The National Academy of Science has published a study that links a lack of numeracy to increasing odds that a borrower could default on their subprime mortgage. According to Khadeeja Safdar of The Wall Street Journal, deficiency in simple mathematics skills could have led to the rash of defaults that ushered in the 2008 financial collapse and a global economic slowdown.
Researchers asked those who originated subprime home loans in the period between January 2006 and August 2007 to take a test that would assess not only their math skills, but also their financial knowledge, ability to communicate and their “cognitive ability.” Only those with loans in good standing were asked to participate. Borrowers who were in foreclosure or were seeking loan modifications were excluded.
Kristopher Gerardi, Lorenz Goette and Stephan Meier, authors of the report, concluded that a lack of basic numeracy skills best predicted whether participants would default on their loan in the future.

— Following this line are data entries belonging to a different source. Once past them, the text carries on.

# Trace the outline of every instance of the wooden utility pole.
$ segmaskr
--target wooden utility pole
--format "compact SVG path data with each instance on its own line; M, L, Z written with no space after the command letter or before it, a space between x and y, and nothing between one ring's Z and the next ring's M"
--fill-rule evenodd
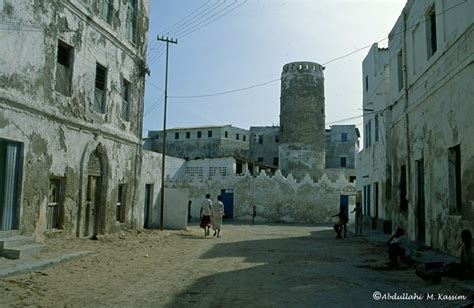
M161 207L160 207L160 230L163 231L163 218L165 209L165 157L166 157L166 108L168 103L168 49L171 44L178 44L177 39L172 39L164 36L157 37L158 41L166 43L166 68L165 68L165 101L163 112L163 157L161 162Z

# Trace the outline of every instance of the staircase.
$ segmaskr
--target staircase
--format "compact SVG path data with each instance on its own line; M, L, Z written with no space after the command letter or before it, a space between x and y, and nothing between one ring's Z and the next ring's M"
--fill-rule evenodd
M44 252L48 246L35 242L32 236L18 235L18 231L0 231L0 257L20 259Z

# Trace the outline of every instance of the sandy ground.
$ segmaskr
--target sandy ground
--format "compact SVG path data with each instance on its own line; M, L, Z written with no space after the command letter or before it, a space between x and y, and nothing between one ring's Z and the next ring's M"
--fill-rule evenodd
M212 235L212 233L211 233ZM98 241L49 240L53 253L96 255L0 279L1 307L460 306L449 281L384 270L385 251L321 226L224 225L221 238L187 231L128 231ZM373 293L424 295L375 301ZM435 300L426 299L426 293Z

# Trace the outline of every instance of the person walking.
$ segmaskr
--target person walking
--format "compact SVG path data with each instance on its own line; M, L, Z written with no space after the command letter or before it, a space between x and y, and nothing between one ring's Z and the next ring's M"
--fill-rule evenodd
M213 236L221 237L222 216L224 216L224 203L222 197L217 196L217 202L212 204L212 229L214 229Z
M257 208L254 205L252 209L252 225L255 224L255 217L257 217Z
M211 229L211 195L206 194L206 200L204 200L199 216L201 218L200 227L204 229L204 236L209 235L209 230Z
M344 209L341 209L339 213L333 215L332 217L338 217L336 224L334 225L334 231L336 231L336 238L342 238L342 231L344 229L344 237L347 237L347 222L349 218L347 217Z
M355 234L362 234L362 207L360 202L356 202L356 206L351 213L355 213Z

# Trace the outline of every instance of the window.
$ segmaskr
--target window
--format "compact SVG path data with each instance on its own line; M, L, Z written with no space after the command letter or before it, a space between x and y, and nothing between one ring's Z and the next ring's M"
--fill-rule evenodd
M62 207L63 181L59 178L50 179L48 207L46 208L46 229L58 229Z
M408 199L407 199L407 166L403 165L400 167L400 211L405 212L408 210Z
M236 139L236 140L239 140L239 139L240 139L239 134L235 134L235 139Z
M451 213L461 213L461 147L448 149L448 198Z
M212 138L212 130L210 130L210 131L207 132L207 137L208 137L208 138Z
M364 186L364 215L370 217L370 185Z
M263 135L258 135L258 143L263 144Z
M397 73L398 73L398 91L403 89L403 53L402 50L397 54Z
M347 142L347 133L341 133L341 142Z
M340 167L347 168L347 157L340 157Z
M369 76L365 76L365 92L369 91Z
M116 221L125 222L125 184L119 184L117 193Z
M130 82L123 80L122 89L122 119L130 121Z
M247 140L247 135L243 135L242 140L246 141Z
M174 139L179 139L179 133L178 132L174 133Z
M224 132L224 137L225 138L229 137L229 133L227 131Z
M375 115L374 120L374 140L375 142L379 141L379 115Z
M426 16L426 46L429 59L438 49L436 38L436 11L434 5L430 8Z
M372 122L369 120L365 124L365 148L368 148L372 144Z
M202 167L186 167L186 174L189 176L202 176Z
M349 176L349 182L354 183L356 181L356 177L354 175Z
M263 161L263 157L258 157L258 158L257 158L257 161L262 162L262 161Z
M278 166L278 157L273 157L273 166Z
M186 139L191 138L191 132L186 132Z
M72 47L61 41L58 41L56 64L55 90L63 95L71 96Z
M201 135L202 135L202 134L201 134L201 131L198 131L198 132L197 132L197 137L198 137L198 138L201 138Z
M112 9L113 9L113 0L100 0L99 1L99 13L107 23L112 22Z
M209 176L227 176L227 167L209 167Z
M107 92L107 69L97 63L95 70L94 109L105 113L105 97Z
M280 136L276 135L275 136L275 143L278 143L278 142L280 142Z
M133 43L137 38L137 1L127 0L127 39Z

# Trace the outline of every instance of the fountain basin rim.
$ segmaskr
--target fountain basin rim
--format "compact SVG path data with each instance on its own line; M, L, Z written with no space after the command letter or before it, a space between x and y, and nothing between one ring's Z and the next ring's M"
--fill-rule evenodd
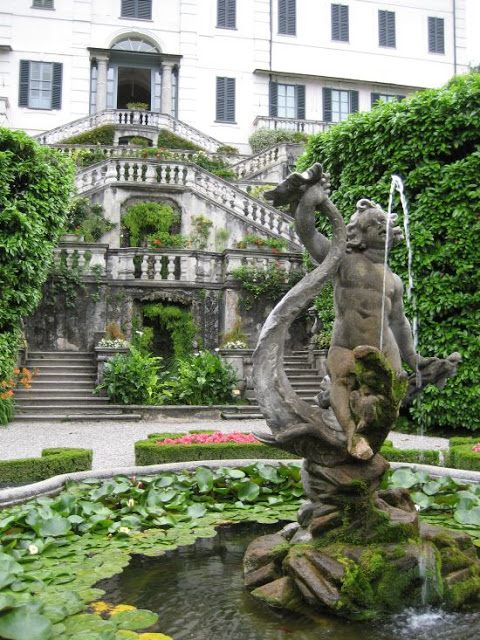
M34 482L32 484L23 485L21 487L12 487L0 489L0 508L10 507L20 504L32 498L38 498L45 495L54 495L65 488L67 482L82 482L87 478L98 478L99 480L107 480L114 476L151 476L157 475L164 471L193 471L197 467L244 467L256 462L263 462L272 466L280 464L298 463L298 458L278 459L229 459L229 460L191 460L188 462L170 462L166 464L154 464L143 467L114 467L109 469L93 469L91 471L77 471L74 473L64 473L59 476L53 476L47 480ZM480 471L466 471L464 469L450 469L448 467L435 467L428 464L390 462L390 468L400 469L401 467L409 467L412 471L425 471L434 477L450 476L455 480L468 483L480 482Z

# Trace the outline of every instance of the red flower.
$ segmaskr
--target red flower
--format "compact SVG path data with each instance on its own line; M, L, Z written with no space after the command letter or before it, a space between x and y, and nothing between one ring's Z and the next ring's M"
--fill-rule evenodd
M223 444L225 442L234 442L235 444L253 443L258 441L251 433L222 433L215 431L214 433L192 433L179 438L165 438L157 440L156 444Z

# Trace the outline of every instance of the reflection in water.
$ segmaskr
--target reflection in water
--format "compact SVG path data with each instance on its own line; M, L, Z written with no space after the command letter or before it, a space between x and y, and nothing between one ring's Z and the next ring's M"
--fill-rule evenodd
M472 640L480 613L406 610L386 622L316 620L267 609L243 587L242 558L253 538L278 531L263 526L220 528L215 538L158 558L134 556L122 574L99 583L105 600L159 614L156 631L174 640Z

Survey questions ranged from calculating the cost of an item on sale at half price to evaluating the effect of inflation on money. Among the categories tested, the ability to perform basic math calculations was most closely associated with mortgage default. “Our analysis raises the possibility that limitations in numerical ability may have significantly contributed to the massive amount of defaults on subprime mortgages in the recent financial crisis,” write the authors.
In a phone interview with the journal, Goette dispelled the myth that the type of mortgage issued played a role in the odds of foreclosure. According to Goette, lack of basic math knowledge served as a predictor even when the loan wasn’t one of the notorious adjustable rate mortgages that made calculating the monthly payments more difficult. The study concluded that the type of mortgage was less likely to predict a default than the numeracy scores attained by participants.

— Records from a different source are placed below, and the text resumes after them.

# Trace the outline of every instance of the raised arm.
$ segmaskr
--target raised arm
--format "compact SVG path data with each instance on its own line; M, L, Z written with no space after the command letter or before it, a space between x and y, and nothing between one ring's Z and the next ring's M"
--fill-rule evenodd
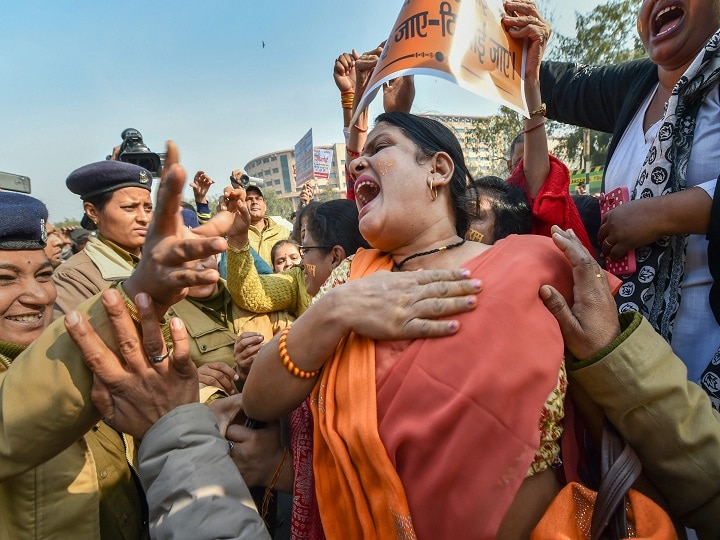
M530 118L523 119L525 151L523 171L528 195L534 199L550 173L547 134L545 132L545 106L540 96L540 62L552 29L534 3L507 2L505 10L511 15L503 17L503 24L514 38L528 38L525 64L525 99Z
M228 231L227 286L233 301L255 313L289 310L300 315L309 299L302 270L293 267L281 274L259 274L250 254L250 216L244 204L244 190L226 188L225 199L233 214Z
M224 218L213 218L204 229L193 232L184 228L178 208L185 175L177 165L177 151L171 143L168 158L158 192L158 208L146 240L152 256L143 257L125 282L128 294L144 290L163 304L181 298L190 285L217 279L217 273L197 272L194 265L188 268L182 265L224 250L222 235L231 217L227 214ZM218 236L195 234L200 230L215 231ZM78 310L110 350L117 353L99 297L81 304ZM91 386L92 374L65 331L64 319L55 321L43 332L18 356L11 369L0 372L0 481L57 455L100 420L100 413L90 400Z

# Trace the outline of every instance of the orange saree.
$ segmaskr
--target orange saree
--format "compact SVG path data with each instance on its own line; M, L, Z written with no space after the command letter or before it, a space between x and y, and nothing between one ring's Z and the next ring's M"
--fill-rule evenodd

In total, 339 individuals responded to the survey. The economists had information such as debt-to-income ratio, terms of the loan and credit score for all subprime mortgage borrowers (even the ones who didn’t respond). Using the data at hand, the economists concluded that there was little evidence of selection bias among the sample of respondents.
People who could not accurately add, subtract, multiply or divide were more likely to get in trouble with their repayment than those with good math skills and lower incomes.
The study also suggests that a borrower’s income is not useful for predicting mortgage default. The household income among the survey respondents varied widely with an average at $80,000. “It’s not that subprime mortgage borrowers were low-income,” said Mr. Goette. “It’s more that they had huge mortgages in comparison to their incomes.”